Want to get rich overnight for free in three easy steps with no risk? Then don't buy this book. (Actually, if you believe there's a book that can do that, you shouldn't buy any books because you probably can't read.) P.J.'s approach to business, investment, finance, and innovation is different. He takes the risks for you in his chapter "How I Learned Economics by Watching People Try to Kill Each Other," detailing the economic lessons he learned while reporting in some of the most turbulent combat zones across the world.
P.J. has his eye on the present as well as the past.
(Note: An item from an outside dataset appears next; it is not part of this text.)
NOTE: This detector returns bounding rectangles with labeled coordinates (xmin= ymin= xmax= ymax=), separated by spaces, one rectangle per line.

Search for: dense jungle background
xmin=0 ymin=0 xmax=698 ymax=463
He explores the world of high tech innovation with a chapter on the Internet, which poses the question, "whose idea was it to put every idiot in the world in touch with every other idiot?" P.J. is baffled by bitcoin, which seems to him "like a weird scam invented by strange geeks with weaponized slide rules in the high school Evil Math Club." And he writes a fanciful short story about the morning he wakes up to find that all the world's goods and services are free-with disastrous (and hilarious) results for the rule of law and the harmony of society.
This is P.J. at his finest, a book that reminds us that when everything around us is Liar's Poker, all we can do is fold-with laughter.
P. J. O'Rourke has written eighteen books on subjects as diverse as politics and cars and etiquette and economics. Parliament of Whores and Give War a Chance both reached #1 on the New York Times bestseller list. He is a contributing editor at the Weekly Standard, H. L. Mencken Research Fellow at the Cato Institute, a regular panellist on NPR's Wait Wait . . . Don't Tell Me, and editor-in-chief of the web magazine American Consequences. He lives in rural New England, as far away from the things he writes about as he can get.